For m,n,p belong to Z, suppose that 5 divides m^2+n^2+p^2. Prove that 5 divides at least one of {m,n,p}. (i.e. Prove if m^2+n^2+p^2 is congruent to 0 mod 5, then m is congruent to 0 mod 5, n is congruent to 0 mod 5 or p is congruent to 0 mod 5.)
For m,n,p belong to Z, suppose that 5 divides m^2+n^2+p^2. Prove that 5 divides at least one of {m,n,p}. (i.e. Prove if m^2+n^2+p^2 is congruent to 0 mod 5, then m is congruent to 0 mod 5, n is congruent to 0 mod 5 or p is congruent to 0 mod 5.)
I don't really get how this would help with the proof.
I did like this:
Assume none of {m,n,p} is divisible by 5. This implies that none of {m^2,n^2,p^2} is divisible by 5, i.e.
m^2 ≢ 0 mod 5
n^2 ≢ 0 mod 5
p^2 ≢ 0 mod 5
m^2 + n^2 + p^2 ≢ 0 mod 5 which leads to a contradiction => one of {m,n,p} must be divisible by 5.
Is this a valid proof?
My browser does not show any symbol between "m^2" and "0 mod 5". I assume you mean m^2 is not congruent to 0 modulo 5. It is not clear why you conclude that m^2 + n^2 + p^2 is not congruent to 0. For example, if m^2 = 3 and n^2 = p^2 = 1 mod 5, then m^2 + n^2 + p^2 = 0 mod 5. The problem is that m^2 can't be 3 mod 5.
I also suggested proving this fact by contradiction and finding all possible values of m^2 mod 5. Then see if three such values can add up to zero.
No.
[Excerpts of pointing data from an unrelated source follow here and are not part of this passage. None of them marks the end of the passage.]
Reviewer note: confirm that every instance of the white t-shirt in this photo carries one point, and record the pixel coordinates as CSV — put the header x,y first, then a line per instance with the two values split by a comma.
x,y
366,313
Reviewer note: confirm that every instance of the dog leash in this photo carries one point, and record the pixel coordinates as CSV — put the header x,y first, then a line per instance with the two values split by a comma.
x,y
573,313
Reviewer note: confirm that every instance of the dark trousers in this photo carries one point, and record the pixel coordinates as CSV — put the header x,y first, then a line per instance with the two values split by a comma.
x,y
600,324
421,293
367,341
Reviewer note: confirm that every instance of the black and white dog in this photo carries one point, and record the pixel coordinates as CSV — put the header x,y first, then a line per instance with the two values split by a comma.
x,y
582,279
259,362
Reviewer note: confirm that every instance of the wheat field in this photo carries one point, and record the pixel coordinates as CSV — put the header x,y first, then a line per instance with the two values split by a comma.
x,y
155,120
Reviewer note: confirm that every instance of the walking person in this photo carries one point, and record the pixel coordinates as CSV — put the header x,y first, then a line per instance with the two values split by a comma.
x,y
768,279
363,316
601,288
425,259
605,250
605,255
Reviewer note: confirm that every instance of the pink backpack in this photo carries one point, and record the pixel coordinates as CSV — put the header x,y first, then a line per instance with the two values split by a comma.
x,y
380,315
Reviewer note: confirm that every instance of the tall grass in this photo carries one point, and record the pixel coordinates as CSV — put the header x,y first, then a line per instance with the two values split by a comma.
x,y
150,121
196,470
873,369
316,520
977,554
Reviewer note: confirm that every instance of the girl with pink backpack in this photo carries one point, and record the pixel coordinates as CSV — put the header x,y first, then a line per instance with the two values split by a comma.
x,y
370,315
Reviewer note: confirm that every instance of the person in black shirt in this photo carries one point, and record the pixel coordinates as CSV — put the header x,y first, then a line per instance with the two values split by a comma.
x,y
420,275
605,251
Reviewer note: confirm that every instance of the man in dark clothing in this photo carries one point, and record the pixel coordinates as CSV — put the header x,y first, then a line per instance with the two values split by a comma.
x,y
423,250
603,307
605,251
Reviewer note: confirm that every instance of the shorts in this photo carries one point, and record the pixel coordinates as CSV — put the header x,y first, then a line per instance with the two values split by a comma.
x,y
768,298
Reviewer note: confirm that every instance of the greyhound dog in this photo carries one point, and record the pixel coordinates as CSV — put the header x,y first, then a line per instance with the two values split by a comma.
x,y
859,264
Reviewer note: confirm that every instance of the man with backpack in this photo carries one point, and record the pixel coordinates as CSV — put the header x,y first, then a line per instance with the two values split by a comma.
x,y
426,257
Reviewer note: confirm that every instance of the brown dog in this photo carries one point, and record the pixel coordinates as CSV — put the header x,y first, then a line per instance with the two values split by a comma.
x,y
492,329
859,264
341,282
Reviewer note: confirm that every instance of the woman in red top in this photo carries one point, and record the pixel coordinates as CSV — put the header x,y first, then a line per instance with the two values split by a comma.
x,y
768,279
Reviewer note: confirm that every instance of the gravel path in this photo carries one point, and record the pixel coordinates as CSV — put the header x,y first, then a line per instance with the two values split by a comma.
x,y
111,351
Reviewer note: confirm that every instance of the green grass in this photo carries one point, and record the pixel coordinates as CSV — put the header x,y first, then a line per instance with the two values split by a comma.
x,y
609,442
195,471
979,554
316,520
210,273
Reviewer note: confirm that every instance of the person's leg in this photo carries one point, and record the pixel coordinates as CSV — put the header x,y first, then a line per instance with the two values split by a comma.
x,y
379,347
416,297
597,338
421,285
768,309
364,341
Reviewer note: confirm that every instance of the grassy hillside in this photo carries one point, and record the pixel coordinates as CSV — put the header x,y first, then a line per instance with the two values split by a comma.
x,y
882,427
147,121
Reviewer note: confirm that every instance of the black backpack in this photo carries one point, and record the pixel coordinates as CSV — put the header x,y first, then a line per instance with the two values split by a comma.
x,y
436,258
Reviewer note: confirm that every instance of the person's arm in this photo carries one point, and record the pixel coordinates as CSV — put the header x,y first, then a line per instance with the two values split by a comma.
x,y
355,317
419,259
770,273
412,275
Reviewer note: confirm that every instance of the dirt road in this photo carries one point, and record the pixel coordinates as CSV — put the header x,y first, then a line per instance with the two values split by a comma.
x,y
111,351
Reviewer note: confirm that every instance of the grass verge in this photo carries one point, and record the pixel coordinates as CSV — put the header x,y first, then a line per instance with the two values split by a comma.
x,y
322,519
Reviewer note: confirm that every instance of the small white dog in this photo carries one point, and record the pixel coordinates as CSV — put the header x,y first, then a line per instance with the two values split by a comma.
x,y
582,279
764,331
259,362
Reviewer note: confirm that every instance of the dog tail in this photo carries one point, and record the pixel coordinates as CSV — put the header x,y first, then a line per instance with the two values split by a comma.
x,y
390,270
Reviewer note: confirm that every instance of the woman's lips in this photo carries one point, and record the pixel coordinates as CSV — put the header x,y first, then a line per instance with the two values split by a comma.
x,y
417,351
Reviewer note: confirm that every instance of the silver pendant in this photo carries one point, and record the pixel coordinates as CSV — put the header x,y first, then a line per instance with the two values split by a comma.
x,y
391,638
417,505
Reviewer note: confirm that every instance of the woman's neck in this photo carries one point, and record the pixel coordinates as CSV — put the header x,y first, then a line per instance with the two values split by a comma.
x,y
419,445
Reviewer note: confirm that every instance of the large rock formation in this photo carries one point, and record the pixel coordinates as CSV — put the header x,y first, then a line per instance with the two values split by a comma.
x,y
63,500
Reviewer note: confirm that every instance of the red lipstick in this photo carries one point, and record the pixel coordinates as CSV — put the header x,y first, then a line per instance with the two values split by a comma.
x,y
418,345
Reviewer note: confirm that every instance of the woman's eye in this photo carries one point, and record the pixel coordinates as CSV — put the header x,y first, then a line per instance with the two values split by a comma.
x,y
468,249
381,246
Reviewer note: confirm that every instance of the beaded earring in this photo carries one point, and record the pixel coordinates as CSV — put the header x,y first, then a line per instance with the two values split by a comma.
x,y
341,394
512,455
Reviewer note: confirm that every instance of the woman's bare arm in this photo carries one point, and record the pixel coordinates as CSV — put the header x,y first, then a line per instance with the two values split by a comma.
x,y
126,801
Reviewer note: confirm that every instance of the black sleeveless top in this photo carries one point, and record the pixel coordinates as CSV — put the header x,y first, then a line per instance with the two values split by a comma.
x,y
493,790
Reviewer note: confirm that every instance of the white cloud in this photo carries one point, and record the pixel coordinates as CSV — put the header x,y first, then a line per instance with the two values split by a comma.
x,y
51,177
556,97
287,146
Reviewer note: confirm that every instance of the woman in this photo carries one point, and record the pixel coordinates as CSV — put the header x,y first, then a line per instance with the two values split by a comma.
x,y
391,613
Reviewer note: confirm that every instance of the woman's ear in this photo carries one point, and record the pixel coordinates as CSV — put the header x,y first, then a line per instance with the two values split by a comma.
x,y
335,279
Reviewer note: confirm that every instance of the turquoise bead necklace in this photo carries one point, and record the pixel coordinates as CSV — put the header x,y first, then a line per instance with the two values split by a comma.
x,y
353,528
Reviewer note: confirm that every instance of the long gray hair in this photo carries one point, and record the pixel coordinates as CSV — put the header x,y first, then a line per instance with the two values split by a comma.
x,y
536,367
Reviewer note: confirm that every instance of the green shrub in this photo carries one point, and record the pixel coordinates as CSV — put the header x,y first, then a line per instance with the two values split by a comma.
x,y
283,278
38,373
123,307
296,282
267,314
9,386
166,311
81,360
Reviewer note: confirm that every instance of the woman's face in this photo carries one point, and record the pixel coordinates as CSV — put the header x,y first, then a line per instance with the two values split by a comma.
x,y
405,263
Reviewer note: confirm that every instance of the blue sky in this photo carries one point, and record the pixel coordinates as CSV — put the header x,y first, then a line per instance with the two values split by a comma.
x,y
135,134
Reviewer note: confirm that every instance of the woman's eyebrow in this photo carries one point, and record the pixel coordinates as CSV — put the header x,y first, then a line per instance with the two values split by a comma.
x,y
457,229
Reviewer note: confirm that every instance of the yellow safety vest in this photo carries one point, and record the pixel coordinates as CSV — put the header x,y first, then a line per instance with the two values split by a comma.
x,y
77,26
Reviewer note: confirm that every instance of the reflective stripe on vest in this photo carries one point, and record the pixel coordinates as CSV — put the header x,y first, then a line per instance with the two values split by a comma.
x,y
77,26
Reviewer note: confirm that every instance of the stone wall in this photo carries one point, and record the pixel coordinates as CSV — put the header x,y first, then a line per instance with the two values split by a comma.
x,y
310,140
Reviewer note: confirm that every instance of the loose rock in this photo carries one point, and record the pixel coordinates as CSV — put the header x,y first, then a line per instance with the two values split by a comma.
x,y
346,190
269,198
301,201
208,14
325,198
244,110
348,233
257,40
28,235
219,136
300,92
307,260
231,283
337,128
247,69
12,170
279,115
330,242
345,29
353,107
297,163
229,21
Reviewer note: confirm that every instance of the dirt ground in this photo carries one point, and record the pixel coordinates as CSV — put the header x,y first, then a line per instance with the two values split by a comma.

Maybe $\displaystyle m^2 \equiv n^2 \equiv 2$ and $\displaystyle p^2 \equiv 1$ (mod 5).
Suppose m,n,p are not 0 (mod 5). Modulo 5
$\displaystyle 1^2 \equiv 1$
$\displaystyle 2^2 \equiv 4$
$\displaystyle 3^2 \equiv 4$
$\displaystyle 4^2 \equiv 1$
It is impossible to have three such squares add up to 0 (mod 5). Therefore at least one of m,n,p is congruent to 0 (mod 5).